AUSTIN – It could be that a pastry and a cup of java help forge the college path for a future math whiz from Lytle or gifted flute player from Fabens.
Beginning this academic year, the University of Texas System will be sponsoring informal coffee-and-pastry discussions for parents of prospective UT System institution students across the state.
The program – called Café con Leche (coffee with milk) and coordinated by the UT System’s Institute for Public School Initiatives (IPSI) – targets parents whose children have high financial need and who attend high schools that historically have had low college attendance rates.
The Texas Guaranteed Student Loan Corp. in September awarded the UT System $258,805 to launch the program, which has identified 130 high schools in Texas with low college-going rates and high concentrations of low-income students.

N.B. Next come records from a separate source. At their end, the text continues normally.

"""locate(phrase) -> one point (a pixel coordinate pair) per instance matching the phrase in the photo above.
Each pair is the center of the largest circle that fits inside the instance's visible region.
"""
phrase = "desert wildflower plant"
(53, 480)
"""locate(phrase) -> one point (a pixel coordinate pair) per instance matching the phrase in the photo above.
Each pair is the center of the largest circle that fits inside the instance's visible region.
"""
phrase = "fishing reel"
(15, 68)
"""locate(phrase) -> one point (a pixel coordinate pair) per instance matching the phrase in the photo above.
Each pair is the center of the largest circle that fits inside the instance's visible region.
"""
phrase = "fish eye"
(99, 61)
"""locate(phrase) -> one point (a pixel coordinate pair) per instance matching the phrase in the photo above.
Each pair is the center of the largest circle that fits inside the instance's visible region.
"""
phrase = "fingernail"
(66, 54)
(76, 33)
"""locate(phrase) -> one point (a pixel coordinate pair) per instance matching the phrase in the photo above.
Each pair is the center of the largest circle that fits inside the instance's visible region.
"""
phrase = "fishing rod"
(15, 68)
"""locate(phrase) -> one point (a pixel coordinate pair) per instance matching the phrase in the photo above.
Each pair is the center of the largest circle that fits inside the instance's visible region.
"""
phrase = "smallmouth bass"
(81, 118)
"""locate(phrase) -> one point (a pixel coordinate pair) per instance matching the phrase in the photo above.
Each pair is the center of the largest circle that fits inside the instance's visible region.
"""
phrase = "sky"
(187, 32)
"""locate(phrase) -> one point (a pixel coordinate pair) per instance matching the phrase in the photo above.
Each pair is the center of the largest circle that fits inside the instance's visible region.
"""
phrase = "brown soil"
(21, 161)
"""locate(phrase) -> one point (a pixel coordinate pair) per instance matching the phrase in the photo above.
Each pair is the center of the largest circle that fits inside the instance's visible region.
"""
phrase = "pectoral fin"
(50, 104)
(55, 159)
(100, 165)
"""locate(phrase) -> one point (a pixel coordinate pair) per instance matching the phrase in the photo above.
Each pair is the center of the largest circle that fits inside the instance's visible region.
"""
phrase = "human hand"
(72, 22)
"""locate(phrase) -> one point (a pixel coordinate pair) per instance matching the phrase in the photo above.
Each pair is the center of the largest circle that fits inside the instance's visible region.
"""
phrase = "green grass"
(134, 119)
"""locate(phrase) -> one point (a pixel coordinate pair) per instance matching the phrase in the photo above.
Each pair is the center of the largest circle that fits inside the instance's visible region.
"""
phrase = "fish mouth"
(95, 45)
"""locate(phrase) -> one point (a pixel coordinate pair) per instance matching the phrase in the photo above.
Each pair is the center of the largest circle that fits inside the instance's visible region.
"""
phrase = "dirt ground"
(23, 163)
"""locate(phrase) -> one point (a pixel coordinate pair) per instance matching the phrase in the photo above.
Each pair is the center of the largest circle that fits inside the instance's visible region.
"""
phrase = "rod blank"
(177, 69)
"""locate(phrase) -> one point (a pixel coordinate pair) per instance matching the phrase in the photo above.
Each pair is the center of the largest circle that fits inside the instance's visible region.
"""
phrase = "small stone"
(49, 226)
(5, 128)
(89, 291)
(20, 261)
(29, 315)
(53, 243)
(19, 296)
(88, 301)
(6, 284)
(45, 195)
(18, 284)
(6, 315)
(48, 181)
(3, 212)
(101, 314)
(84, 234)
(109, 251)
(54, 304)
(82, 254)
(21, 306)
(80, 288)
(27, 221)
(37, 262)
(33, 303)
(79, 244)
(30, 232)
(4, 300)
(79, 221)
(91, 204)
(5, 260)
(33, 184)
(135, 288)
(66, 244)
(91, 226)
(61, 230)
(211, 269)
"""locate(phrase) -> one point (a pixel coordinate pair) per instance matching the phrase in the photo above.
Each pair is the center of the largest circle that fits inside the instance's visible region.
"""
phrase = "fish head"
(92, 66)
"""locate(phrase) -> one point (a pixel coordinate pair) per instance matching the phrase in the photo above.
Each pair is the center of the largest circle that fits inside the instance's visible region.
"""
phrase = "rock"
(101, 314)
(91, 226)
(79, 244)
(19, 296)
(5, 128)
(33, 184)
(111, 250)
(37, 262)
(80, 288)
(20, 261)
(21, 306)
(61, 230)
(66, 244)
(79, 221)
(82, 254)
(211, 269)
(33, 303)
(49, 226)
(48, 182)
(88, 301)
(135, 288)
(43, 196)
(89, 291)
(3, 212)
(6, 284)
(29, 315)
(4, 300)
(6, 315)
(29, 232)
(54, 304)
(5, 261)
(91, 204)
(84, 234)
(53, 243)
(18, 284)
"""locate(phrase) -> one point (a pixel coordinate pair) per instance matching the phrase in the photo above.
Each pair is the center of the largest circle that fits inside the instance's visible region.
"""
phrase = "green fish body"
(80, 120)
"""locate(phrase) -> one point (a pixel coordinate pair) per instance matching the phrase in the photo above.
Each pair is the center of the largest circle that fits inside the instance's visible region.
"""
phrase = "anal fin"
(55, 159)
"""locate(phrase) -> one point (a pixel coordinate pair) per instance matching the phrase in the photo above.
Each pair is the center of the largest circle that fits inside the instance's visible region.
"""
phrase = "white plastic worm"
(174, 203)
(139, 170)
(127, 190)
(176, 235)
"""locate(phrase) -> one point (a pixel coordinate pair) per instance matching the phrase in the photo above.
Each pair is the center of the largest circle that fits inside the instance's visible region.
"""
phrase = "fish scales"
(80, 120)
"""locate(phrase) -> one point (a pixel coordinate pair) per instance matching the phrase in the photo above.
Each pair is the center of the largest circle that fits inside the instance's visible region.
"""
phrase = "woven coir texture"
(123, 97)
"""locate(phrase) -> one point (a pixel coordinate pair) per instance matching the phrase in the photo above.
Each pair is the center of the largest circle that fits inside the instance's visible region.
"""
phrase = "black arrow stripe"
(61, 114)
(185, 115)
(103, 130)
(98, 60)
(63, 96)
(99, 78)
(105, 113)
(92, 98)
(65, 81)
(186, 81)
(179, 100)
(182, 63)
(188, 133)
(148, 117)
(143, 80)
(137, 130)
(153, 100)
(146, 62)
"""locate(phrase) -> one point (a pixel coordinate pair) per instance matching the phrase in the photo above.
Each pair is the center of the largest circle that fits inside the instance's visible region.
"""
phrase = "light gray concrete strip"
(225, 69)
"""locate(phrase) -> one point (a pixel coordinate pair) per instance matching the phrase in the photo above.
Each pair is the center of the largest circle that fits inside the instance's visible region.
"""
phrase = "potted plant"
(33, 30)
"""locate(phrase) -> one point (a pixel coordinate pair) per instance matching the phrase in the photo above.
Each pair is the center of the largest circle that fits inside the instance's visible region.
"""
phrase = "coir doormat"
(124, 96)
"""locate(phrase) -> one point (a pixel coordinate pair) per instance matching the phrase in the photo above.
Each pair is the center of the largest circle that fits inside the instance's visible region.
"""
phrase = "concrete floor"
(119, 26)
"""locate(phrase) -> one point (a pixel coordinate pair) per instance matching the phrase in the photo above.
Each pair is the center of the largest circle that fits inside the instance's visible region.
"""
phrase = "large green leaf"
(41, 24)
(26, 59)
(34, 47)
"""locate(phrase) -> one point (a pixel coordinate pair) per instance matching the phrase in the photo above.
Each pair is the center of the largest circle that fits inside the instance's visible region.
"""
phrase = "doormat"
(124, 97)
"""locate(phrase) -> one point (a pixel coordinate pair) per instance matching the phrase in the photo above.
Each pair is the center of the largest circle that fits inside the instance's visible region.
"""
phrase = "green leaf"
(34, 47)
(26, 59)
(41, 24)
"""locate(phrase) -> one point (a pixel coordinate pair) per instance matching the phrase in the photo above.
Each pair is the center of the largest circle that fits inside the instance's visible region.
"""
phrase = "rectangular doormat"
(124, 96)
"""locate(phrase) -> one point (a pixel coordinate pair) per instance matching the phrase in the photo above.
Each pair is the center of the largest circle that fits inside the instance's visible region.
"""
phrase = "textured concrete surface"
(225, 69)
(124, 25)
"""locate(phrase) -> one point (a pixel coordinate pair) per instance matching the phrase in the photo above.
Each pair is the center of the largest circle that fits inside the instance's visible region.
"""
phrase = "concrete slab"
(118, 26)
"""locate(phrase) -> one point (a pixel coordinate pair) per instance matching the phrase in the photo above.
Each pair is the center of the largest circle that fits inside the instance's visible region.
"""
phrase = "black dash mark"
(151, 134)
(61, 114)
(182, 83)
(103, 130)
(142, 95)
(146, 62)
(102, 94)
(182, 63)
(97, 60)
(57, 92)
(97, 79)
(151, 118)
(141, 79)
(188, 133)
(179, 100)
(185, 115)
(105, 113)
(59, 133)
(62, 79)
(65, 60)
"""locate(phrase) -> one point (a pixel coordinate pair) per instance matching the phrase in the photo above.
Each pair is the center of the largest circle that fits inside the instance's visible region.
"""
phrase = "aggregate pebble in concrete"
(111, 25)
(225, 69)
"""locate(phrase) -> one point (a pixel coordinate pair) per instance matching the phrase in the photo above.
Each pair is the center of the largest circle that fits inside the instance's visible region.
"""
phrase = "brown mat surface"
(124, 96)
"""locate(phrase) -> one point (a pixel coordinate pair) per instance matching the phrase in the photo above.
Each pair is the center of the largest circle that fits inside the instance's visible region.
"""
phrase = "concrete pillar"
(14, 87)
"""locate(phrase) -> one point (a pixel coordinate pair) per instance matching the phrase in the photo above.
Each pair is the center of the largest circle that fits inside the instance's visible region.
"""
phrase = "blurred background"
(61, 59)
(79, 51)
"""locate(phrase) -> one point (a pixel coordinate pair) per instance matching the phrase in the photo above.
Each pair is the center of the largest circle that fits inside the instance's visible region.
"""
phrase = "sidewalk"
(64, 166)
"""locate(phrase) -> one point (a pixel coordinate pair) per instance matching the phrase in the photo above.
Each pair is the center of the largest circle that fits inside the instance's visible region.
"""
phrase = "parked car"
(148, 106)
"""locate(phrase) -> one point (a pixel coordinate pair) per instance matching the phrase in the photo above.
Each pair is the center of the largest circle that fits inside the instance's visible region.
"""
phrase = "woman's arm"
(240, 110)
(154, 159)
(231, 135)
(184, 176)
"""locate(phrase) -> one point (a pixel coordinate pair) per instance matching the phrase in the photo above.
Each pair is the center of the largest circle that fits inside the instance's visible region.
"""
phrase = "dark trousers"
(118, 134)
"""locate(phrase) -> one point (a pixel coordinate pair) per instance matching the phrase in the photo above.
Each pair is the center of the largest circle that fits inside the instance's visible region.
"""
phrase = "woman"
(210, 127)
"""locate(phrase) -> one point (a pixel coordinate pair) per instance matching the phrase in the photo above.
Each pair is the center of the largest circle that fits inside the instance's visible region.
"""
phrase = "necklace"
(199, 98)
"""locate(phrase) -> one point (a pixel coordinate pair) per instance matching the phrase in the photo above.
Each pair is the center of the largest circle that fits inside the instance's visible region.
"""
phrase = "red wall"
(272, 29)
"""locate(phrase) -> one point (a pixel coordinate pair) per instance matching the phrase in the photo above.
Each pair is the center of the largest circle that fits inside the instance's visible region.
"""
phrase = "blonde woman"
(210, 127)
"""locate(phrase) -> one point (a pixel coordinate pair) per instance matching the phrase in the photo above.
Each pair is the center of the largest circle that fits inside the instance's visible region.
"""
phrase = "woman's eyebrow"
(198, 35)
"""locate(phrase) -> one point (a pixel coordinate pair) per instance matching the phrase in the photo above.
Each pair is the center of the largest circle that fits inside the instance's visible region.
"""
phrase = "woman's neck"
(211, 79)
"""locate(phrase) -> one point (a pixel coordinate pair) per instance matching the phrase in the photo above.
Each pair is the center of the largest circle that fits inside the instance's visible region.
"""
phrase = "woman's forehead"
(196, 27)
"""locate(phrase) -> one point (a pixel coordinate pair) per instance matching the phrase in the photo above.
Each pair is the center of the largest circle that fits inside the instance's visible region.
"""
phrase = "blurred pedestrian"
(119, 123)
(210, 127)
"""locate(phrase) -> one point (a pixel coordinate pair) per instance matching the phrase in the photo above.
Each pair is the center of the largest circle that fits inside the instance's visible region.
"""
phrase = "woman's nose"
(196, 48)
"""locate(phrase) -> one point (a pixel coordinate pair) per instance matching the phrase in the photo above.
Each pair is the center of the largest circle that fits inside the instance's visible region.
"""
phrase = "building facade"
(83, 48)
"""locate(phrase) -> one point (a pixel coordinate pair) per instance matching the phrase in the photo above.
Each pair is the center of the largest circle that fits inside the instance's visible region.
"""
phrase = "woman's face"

The schools dot the Texas landscape, from urban areas to rural settings (Lytle is southwest of San Antonio while Fabens is south of El Paso).
“Many times, there are parents who know almost nothing about test prep or financial aid – or how they will ever find the resources to send their children to college,” said Ruby Rivera, IPSI’s statewide college access coordinator, who helped establish the program. “These meetings will offer them a comfortable forum and help remove some of the fears they have about their sons and daughters going off to college.”
But the informational sessions are more than just discussions. They provide a critical support network among parents and, more importantly, another avenue for qualifying for college financial assistance.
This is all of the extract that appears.